The class is non-copyable, nor movable.

  1. Creating from buffer and size.
  2. Creating from a given filename (base-path plus filename).

If Factory instance creation is successful, the functions will return an instance of std::shared_ptr<>, otherwise a proper exception will be thrown.

Important API in class type Qpc includes the following:

  1. getInfo() - returns QpcInfo. See below for more info.
  2. getBufferMappings() - returns a container of BufferMappings. Each BufferMapping instance in the container includes information on the buffers as obtained from Qpc file. Name, size, direction and index of buffers.
  3. getBufferMappingsDma - Same return type as above (getBufferMapping()) but for DMA allocated buffers instead of user's heap allocated ones.
  4. getIoDescriptor() - returns pointer to QData which is a buffer and length of the QPC buffer.
  5. get() - returns a const pointer to QAicQpcObj - which is an opaque Data structure to Internal Program Container. Users have no visibility to the API of QAicQpcObj since it is Opaque in the C layer.
  6. buffer() - returns the QPC buffer as a const pointer to uint8_t.
  7. size() - returns the size of the QPC buffer.

QpcFile


Class QpcFile is encapsulating the QPC file basepath and filename as well as DataBuffer<QData> data member which holds the buffer of the QPC file. QpcFile takes the base-path and the filename of the QPC, where programqpc.bin is a default filename provided in the constructor. QpcFile is a non-movable, non-copyable type.
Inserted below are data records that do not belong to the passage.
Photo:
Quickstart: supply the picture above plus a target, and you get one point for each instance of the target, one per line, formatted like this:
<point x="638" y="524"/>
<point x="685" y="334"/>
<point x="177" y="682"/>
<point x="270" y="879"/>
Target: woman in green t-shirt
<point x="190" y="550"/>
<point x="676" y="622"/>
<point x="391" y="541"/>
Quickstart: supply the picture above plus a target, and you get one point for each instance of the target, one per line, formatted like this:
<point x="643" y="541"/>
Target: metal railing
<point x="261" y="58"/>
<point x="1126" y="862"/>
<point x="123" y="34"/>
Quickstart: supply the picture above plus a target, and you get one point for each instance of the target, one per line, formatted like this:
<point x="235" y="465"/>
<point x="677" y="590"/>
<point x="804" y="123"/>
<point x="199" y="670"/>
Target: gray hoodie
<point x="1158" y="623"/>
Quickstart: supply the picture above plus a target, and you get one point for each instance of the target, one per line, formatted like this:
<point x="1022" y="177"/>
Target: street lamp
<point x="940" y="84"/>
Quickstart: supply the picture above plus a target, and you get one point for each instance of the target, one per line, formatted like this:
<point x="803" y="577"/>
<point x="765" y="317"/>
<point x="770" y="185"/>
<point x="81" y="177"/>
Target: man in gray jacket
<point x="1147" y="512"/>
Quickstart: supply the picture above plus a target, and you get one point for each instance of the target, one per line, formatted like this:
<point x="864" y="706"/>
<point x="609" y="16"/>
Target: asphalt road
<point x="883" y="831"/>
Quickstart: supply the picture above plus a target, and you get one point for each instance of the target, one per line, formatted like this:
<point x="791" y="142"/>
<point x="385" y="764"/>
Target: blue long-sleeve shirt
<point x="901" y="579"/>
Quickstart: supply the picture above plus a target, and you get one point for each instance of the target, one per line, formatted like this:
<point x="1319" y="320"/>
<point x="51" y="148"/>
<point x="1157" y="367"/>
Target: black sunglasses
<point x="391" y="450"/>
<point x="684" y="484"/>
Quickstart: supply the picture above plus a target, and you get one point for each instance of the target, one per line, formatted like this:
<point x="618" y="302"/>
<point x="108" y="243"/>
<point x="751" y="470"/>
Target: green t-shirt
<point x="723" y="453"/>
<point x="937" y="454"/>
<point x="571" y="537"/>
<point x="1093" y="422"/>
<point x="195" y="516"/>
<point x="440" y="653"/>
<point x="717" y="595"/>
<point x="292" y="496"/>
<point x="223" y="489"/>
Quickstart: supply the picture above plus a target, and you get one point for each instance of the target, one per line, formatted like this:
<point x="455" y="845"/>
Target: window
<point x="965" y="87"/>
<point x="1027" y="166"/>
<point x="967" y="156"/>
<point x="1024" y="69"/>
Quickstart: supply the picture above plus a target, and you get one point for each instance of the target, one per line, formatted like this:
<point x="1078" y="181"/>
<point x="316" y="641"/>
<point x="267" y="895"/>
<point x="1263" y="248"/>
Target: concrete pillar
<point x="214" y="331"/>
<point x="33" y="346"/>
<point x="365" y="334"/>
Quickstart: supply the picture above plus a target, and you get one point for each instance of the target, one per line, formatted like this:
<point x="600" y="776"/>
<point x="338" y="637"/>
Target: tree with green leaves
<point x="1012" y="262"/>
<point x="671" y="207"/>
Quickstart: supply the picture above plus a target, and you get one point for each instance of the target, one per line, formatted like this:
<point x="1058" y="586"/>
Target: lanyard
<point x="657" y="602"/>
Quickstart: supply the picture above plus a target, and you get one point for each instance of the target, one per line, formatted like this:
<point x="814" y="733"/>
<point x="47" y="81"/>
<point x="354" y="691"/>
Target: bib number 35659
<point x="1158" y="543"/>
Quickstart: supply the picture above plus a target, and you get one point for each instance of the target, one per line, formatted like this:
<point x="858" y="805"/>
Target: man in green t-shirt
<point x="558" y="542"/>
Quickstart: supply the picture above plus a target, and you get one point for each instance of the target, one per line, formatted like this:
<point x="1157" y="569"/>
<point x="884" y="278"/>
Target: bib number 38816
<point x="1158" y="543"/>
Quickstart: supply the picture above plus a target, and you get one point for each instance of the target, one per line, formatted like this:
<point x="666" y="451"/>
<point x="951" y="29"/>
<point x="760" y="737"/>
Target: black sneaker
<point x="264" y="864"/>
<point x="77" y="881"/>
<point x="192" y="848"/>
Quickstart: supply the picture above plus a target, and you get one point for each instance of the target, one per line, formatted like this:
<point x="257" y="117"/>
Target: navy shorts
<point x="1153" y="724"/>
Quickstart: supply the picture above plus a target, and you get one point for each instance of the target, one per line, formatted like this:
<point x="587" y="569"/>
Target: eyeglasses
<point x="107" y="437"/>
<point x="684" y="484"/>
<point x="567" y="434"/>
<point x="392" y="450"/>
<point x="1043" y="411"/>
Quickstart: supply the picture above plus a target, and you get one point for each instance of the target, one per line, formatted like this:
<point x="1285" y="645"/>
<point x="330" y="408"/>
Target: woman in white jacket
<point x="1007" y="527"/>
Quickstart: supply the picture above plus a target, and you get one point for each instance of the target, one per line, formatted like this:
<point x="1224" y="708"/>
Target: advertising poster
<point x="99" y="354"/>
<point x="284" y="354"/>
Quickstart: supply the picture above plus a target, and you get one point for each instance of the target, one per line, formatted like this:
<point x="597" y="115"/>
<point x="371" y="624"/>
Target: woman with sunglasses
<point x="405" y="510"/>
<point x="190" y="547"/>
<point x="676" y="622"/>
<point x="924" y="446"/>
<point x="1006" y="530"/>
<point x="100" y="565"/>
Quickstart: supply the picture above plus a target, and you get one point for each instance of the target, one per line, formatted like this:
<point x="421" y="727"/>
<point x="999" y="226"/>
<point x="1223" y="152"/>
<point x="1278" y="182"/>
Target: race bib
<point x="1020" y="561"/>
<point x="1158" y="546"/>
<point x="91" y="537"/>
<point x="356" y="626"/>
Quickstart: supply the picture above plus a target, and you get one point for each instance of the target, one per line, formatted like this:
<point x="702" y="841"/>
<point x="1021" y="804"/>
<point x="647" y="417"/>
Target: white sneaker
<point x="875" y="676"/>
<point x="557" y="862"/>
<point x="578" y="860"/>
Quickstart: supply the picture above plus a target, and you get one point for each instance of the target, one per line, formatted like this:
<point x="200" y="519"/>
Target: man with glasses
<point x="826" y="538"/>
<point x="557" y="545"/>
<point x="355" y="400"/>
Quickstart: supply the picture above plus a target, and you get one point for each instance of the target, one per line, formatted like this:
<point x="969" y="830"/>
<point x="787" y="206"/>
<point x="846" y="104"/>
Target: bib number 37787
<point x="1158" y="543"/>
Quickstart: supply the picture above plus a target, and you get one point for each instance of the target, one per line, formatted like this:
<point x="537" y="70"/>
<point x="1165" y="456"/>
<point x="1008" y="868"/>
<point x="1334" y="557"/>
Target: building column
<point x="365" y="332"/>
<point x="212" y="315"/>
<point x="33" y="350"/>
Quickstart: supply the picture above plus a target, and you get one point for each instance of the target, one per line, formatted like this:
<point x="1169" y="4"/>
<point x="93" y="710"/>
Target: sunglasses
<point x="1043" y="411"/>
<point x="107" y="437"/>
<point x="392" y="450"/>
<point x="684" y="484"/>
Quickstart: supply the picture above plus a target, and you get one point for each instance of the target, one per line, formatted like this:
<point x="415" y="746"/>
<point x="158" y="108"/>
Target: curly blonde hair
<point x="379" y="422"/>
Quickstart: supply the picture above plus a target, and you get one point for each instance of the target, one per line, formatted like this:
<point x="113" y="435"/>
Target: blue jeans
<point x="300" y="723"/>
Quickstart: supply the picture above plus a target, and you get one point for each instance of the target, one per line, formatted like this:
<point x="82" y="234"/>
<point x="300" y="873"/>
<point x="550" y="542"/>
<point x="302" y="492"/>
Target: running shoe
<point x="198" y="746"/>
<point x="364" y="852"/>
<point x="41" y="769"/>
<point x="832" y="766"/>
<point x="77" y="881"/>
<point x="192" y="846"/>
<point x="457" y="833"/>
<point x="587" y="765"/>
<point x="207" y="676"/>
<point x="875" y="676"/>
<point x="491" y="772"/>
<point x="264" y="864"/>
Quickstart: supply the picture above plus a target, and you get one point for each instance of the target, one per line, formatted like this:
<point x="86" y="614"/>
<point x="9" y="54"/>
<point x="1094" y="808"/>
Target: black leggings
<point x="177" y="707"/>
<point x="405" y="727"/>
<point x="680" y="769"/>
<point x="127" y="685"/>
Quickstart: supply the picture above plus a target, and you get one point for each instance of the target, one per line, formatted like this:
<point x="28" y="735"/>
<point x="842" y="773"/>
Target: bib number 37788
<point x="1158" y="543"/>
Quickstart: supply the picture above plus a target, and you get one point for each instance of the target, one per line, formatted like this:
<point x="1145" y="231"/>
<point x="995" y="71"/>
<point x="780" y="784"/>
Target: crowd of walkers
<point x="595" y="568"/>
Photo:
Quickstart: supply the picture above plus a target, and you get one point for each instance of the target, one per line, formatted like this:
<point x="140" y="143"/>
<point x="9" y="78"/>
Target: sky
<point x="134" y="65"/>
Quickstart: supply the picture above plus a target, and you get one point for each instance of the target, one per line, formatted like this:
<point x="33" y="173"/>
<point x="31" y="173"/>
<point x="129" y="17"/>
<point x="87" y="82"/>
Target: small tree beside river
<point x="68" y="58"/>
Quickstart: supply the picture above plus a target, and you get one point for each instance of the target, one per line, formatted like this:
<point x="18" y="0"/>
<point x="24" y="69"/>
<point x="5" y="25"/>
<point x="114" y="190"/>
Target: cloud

It has a load() function that will load the content of the QPC into DataBuffer<> which holds QData buffer representation internally.

There are few APIs provided by the QpcFile class type.

  1. getBuffer() - returns a QData buffer const reference.
  2. data() - returns a const uint8_t pointer to buffer.
  3. size() - returns the size of the loaded QPC file buffer.

QpcInfo


Struct QpcInfo is a simple struct type that aggregates a collection of QpcProgramInfo (also referred to as "program") and corresponding collection of QpcConstantsInfo (also referred to as "constants").

QpcProgramInfo


Struct QpcProgramInfo is a simple struct aggregating information related to the content of the loaded QPC.

For example:

  1. BufferMappings, user allocated or DMA.
  2. Name identifying a segment in QPC file.
  3. Number of cores requires to run the program.
  4. Program Index in the QPC.
  5. Size of the program
  6. Batch size.
  7. Number of Semaphores, number of MC(MultiCast) IDs.
  8. Total required memory to run the program.

QpcConstantsInfo


Struct QpcConstantsInfo defines the Constants info that are obtained from the QPC file. It has the following attributes:

  1. name
  2. index
  3. size

BufferMappings


Vector BufferMappings is a vector of BufferMapping.

BufferMappings is created from QPC.

BufferMappings is used by API to store the Input/Output buffer information that is also used to create inferenceVector.

BufferMapping


Struct BufferMapping is a simple struct type that describes the information of a buffer.

Struct BufferMapping has two constructors:

  1. Creating by providing all of the data members.
  2. Default constructor that creates an uninitialized BufferMapping instance.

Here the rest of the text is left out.